Marker Mode is a more specialized operational mode, where the TEE Node focuses solely on specific tasks excluding random challenge verification. These tasks generally include:

• Initialization of In-Service Data: Setting up and managing user data within the trusted environment.

• Authentication of Idle Space: Verifying that unused storage space can be safely utilized for data storage.

• Replacement of Idle Space: Repurposing idle storage space for active use.

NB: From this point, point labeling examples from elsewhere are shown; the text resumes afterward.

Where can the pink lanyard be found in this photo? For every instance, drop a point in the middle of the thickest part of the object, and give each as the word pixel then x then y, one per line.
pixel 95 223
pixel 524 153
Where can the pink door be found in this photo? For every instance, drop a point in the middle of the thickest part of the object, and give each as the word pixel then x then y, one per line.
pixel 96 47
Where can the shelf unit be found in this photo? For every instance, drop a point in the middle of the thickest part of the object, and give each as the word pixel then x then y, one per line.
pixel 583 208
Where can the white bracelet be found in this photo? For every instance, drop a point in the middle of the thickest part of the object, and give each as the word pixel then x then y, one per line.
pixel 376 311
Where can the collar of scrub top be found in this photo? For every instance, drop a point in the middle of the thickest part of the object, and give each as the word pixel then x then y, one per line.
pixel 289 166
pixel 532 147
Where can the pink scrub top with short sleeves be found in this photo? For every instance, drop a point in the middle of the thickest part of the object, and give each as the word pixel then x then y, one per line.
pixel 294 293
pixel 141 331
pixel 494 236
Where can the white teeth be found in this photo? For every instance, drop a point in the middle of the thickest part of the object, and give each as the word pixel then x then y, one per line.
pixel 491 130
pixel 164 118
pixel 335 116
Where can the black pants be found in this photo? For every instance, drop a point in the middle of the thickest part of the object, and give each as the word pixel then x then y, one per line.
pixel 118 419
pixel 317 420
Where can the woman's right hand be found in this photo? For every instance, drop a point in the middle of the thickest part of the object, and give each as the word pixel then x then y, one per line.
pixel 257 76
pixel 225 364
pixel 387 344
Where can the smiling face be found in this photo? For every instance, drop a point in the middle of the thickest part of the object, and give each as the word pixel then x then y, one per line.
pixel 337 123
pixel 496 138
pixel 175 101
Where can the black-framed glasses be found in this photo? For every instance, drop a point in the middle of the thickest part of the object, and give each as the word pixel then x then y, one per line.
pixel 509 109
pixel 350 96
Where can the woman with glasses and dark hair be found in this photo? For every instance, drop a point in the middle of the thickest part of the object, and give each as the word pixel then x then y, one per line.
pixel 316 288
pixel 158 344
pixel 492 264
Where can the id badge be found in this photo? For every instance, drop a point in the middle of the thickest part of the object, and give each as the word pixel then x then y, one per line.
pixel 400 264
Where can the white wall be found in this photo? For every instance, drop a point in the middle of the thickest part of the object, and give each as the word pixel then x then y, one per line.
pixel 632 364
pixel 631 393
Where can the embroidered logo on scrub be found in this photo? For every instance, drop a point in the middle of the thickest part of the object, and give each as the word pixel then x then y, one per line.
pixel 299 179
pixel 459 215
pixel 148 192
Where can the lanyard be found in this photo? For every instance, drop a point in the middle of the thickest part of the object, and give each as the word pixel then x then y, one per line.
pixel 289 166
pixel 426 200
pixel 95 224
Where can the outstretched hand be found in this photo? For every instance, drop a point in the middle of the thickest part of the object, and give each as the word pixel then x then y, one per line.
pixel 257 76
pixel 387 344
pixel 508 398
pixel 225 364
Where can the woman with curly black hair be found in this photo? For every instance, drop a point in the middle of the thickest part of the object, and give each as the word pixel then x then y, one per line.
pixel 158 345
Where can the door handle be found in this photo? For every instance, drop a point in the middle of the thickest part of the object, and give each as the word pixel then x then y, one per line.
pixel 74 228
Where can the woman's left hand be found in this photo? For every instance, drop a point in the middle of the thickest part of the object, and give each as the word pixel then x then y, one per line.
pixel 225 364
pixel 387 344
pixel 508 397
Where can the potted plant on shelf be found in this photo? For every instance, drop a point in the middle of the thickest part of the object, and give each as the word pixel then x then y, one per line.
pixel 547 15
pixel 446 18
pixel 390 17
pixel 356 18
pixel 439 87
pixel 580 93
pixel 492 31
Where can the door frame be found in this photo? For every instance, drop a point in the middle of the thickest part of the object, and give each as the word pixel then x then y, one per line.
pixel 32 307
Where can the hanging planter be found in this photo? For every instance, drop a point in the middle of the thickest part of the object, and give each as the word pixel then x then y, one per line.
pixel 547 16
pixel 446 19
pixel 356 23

In Marker Mode, the TEE Node does not interact with random challenge verification, and does not need to be bound to any specific consensus node. This mode is typically used when only the data authentication and management tasks are required, without the need for challenge-based validation.

Verifier Mode

Verifier Mode is focused exclusively on the random challenge verification function. Nodes running in this mode validate the challenges related to both idle space and in-service data, ensuring that the data integrity checks are properly executed. To operate in Verifier Mode—or as part of a Full Mode configuration that includes this function—the TEE Node must be bound to a consensus node. This binding ensures that the node's challenge verification activities are properly coordinated with the consensus mechanism.

Each mode allows the TEE Node to focus on specific tasks, optimizing the resources and operations of the CESS network based on the role it needs to fulfill, whether that is comprehensive data verification, space management, or random challenge validation.

TEE Worker

The main task of the TEE worker is to mark data (generate file tags) for user's files that are used in PoDR² (Proof of Data Reduplication and Recovery) proofs and to generate space-holder files for the space provided by the storage miners in PoIS (Proof of Idle Space) proofs. Every job completed in the TEE worker is tamper-proof and verifiable, which can effectively ensure data authenticity.

A TEE worker is bound to a consensus node and can only work after registering a transaction with the account signature of the consensus node. It requires a relatively high hardware requirement and needs the support of TEE functions. To balance out the higher cost, miners also earn a higher reward.